A few weeks after the 2016 mass shooting at Orlando’s Pulse nightclub, Matt Robinson recalls being asked if he could organize a free active killer defense seminar geared toward the LGBTQ community. Robinson, the owner of Krav Maga and MMA in Charleston, South Carolina, agreed on the spot—the sense of fear in the air was palpable, and he wanted to do what he could to help.

In each seminar, Robinson runs through a series of worst-case scenarios that might play out in public places like restaurants and bars—including how to potentially step in and prevent a mass shooting. “I give people a kind of ‘what to do’ should things should go bad and they find themselves in a [vulnerable] position,” he says.

The trend has been picking up: At New York’s Brooklyn Goju, for instance, instructor Yuko Uchikawa offers free karate classes to cis and trans women and survivors of abuse. As they practice kicks and stances, the students also get to know each other in one of the safest spaces possible—one in which they’re even encouraged to clarify which pronoun they want to be addressed with.

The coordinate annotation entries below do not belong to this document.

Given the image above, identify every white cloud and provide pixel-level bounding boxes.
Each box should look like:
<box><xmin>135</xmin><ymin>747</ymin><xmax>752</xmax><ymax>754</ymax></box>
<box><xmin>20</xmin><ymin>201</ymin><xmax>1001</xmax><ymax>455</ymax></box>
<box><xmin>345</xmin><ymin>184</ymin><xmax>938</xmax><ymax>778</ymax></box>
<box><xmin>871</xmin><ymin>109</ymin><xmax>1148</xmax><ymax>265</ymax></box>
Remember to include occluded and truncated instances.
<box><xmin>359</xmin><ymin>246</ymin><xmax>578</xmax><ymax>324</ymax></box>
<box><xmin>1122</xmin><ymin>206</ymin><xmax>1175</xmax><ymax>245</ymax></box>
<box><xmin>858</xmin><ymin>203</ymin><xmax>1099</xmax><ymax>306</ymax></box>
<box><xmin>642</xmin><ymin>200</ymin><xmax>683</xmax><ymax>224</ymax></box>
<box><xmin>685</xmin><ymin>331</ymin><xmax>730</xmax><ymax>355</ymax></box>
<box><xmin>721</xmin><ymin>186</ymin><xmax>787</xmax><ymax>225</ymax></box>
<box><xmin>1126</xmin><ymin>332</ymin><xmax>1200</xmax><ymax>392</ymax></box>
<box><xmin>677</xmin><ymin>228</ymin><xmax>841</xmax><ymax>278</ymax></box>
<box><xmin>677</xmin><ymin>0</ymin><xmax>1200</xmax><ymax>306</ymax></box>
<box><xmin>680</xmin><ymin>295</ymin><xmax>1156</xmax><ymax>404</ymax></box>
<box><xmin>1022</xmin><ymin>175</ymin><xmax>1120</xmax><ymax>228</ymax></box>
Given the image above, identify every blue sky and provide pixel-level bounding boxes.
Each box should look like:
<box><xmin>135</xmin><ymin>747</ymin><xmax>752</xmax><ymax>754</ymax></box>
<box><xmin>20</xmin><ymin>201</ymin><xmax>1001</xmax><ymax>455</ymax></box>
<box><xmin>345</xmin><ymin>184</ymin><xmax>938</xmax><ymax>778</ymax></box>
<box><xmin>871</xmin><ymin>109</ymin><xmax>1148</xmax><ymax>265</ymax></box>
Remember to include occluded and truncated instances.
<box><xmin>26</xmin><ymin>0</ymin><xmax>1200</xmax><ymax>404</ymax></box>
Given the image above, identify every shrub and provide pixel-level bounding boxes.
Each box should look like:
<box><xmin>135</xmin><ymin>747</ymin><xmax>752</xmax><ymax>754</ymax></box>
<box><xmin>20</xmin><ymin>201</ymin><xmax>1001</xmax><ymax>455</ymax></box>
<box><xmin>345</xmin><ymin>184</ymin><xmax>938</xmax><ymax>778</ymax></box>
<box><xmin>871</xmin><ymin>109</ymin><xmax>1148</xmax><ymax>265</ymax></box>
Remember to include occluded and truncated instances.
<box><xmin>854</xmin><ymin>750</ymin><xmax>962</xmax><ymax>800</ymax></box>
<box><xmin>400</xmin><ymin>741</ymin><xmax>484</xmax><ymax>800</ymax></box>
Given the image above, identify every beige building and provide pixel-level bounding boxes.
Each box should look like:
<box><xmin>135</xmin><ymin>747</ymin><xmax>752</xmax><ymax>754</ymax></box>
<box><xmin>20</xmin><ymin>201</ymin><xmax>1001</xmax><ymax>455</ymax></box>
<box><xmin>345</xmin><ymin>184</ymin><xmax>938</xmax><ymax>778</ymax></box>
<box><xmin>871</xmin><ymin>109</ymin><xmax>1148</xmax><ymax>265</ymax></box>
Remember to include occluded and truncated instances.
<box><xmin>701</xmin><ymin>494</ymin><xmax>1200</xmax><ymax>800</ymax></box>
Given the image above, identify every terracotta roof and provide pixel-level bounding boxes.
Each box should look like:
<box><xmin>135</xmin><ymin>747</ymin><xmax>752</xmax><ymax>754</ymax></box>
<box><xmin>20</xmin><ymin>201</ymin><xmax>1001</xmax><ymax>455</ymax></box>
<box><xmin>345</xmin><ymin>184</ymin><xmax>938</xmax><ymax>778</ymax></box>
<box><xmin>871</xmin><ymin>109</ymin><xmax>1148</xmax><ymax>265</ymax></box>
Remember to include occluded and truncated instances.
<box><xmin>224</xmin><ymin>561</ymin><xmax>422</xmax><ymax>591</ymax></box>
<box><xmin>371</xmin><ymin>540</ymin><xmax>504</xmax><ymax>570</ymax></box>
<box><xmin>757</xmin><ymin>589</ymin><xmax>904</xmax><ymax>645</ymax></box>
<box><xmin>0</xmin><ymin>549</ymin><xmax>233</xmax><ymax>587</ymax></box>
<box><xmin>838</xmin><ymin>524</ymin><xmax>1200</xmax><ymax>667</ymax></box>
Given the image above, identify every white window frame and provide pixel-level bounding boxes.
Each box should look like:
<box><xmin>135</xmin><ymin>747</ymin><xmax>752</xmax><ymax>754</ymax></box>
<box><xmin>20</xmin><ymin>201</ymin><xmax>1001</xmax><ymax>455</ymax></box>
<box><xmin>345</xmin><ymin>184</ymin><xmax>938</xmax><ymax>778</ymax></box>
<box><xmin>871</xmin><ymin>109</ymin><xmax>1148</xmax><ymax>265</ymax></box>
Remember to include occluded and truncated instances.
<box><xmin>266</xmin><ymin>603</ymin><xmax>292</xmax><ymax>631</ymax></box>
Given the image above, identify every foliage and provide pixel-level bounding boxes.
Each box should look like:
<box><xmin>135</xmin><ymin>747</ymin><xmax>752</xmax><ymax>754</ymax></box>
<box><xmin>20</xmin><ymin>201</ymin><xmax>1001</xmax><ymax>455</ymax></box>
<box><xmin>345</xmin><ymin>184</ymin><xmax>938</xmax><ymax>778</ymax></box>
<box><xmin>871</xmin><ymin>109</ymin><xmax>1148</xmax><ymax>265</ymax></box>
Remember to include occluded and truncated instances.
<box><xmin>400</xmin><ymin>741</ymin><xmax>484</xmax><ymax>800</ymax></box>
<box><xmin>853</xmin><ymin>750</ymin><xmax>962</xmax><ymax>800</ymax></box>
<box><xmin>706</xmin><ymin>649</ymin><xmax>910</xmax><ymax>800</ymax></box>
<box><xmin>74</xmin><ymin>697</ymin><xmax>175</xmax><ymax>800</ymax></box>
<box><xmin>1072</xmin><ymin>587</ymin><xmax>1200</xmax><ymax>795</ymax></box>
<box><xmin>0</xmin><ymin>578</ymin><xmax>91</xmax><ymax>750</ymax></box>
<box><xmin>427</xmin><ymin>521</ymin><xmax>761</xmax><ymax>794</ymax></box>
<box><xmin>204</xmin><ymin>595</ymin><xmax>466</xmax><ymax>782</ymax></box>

The calls for action, however, aren’t just selfish in nature. “One thing [that’s] is heartening is there are people who actually want to be trained on how to be an upstander rather than a bystander,” Hobson says. “They’re interested in how to stand up for other people.” And that’s increasingly important: One study published in February looked at the types of discrimination that LGBTQ people face globally. Resarchers Chelsea Lee and Robert Ostergard Jr. focused on 175 countries using an algorithm and discrimination index that measured three areas: criminalization and punishment, discrimination, and intolerance. They concluded that “most states have high levels of discrimination, which not only prevent LGBTQ people from attaining equal rights, but also threatens their well-being.”

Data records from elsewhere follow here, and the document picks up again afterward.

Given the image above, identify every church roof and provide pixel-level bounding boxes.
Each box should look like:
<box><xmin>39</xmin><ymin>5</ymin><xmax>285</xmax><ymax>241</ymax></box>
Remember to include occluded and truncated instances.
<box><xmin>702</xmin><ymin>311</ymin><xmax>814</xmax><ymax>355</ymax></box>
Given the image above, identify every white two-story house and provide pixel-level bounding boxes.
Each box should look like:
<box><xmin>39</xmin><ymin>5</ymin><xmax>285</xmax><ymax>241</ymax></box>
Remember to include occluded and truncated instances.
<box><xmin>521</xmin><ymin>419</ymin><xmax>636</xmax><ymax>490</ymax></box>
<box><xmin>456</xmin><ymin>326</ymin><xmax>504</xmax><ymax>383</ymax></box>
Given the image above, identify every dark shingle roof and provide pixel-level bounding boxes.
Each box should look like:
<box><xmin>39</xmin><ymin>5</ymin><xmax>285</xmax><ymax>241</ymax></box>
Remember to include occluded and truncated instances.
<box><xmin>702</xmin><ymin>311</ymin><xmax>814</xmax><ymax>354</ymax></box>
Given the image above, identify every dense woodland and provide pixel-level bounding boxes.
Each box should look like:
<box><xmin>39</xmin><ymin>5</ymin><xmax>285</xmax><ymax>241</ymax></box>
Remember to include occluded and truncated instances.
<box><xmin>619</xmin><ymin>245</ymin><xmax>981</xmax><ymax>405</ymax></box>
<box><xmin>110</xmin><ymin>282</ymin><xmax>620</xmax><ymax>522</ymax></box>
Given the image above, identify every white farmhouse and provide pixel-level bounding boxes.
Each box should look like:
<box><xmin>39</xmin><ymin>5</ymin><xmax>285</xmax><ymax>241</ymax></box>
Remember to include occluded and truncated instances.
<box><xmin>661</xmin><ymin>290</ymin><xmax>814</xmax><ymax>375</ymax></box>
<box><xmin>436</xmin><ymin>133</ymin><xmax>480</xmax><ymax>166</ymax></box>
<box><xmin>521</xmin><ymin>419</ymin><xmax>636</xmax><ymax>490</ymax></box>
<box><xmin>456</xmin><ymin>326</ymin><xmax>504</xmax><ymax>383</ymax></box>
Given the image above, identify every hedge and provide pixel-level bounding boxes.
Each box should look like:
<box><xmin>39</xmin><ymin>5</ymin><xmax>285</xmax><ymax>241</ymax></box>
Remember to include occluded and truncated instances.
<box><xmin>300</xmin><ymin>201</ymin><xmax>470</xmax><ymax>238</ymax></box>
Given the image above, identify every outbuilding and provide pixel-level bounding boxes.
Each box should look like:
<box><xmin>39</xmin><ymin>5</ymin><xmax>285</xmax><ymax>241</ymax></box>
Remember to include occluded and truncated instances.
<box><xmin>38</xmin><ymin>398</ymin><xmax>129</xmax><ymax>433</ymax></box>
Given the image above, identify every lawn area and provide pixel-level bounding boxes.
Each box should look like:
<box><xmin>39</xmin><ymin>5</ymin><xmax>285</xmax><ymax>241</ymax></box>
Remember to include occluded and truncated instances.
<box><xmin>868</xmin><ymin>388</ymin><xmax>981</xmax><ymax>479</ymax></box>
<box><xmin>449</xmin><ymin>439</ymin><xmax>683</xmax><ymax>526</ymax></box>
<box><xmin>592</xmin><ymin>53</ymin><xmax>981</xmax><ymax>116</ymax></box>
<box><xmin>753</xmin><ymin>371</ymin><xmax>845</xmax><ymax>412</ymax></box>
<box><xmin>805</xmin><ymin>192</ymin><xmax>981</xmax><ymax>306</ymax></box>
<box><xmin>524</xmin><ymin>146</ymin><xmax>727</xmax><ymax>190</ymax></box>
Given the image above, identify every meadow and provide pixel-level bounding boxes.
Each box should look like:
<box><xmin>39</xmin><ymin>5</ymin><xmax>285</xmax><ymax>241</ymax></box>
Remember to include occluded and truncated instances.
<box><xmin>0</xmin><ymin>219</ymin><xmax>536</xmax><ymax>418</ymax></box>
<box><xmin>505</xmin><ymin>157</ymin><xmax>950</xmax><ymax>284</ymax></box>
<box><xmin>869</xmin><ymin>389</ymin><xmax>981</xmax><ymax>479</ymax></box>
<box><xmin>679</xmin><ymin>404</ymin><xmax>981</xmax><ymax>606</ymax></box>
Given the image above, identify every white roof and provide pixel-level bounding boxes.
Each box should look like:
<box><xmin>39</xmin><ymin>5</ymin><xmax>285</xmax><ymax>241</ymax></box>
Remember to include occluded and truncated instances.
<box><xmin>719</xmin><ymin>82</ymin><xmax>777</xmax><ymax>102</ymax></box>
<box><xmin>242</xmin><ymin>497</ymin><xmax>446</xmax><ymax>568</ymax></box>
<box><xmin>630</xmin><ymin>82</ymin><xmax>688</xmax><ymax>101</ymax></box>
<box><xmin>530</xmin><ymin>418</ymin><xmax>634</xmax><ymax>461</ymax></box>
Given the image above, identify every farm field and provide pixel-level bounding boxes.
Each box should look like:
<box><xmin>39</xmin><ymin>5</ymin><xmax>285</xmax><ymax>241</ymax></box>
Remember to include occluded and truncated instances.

Daniela Vinesar, CEO and instructor at Chicago’s Titan Gym, also restructured her Krav Maga classes after noticing an increase in demand from the LGBT community. “We designed the workshops as a safe haven to [help] ease anxiety,” she says. The first class was a such a success that she now offers the workshops monthly.

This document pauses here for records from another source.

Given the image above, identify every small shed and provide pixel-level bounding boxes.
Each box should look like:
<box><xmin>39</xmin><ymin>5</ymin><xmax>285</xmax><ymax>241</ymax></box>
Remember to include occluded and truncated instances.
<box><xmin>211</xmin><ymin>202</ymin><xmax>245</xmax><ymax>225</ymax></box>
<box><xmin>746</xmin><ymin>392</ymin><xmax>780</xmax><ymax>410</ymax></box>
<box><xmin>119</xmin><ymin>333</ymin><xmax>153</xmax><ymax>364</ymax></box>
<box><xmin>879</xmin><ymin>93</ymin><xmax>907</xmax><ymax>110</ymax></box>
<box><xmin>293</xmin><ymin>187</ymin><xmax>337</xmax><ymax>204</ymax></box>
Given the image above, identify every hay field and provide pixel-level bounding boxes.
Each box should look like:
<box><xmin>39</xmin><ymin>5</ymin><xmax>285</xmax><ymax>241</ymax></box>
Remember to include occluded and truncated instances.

Perhaps inspired by the success, some of her fellow employees are getting in on the act, too. One instructor, Daniel Imhoff, recently led a class called “Get Stronger Together: LGBTQ Self-Defense Workshop,” where he taught de-escalation techniques, and demonstrated how to get out of chokehold situations. “I wanted to teach Krav Maga because I think everyone should feel that confident in themselves. And I wanted to teach to the LGBTQ community because, as a gay man, I know what it’s like to be a target—especially [in this political] climate,” he says.

One of Titan’s members, Bradley Blankenship, registered for Imhoff’s free self-defense class and put a call out on his Facebook page, inviting friends to join. As Islamaphobia continues to spread, Blankenship and his partner, who is Pakistani American, had been feeling tense—uncertain about the safety of their friends and family.

“I’m fortunate to live in a progressive city and liberal neighborhood, but many people aren’t that lucky. Hate crimes are on the rise,” he says. But even in the most progressive cities, violence is still a part of everyday life, says Alberto R. Lammers, communications director at the San Francisco LGBT Center.

“We still see these type of things happen, especially in the transgender community,” he says. “Unfortunately the rhetoric coming out of Washington is only making matters worse and emboldening people to act on ignorance.”

One transgender woman I spoke with, who prefers to go by the pseudonym “Scout,” even told me that martial arts training is a necessity to survive daily life in the Bay Area, but that for a long time she couldn’t find a safe, affordable place to train. Inspired by her own experiences with street harassment—as well as reading about the violent deaths of 22 transgender women in 2016—Scout recently worked out a deal with a local gym thanks in part to a grant from a private community fund. She now regularly practices Jiu Jitsu. “As a broke trans woman,” she says, “it has changed my life.”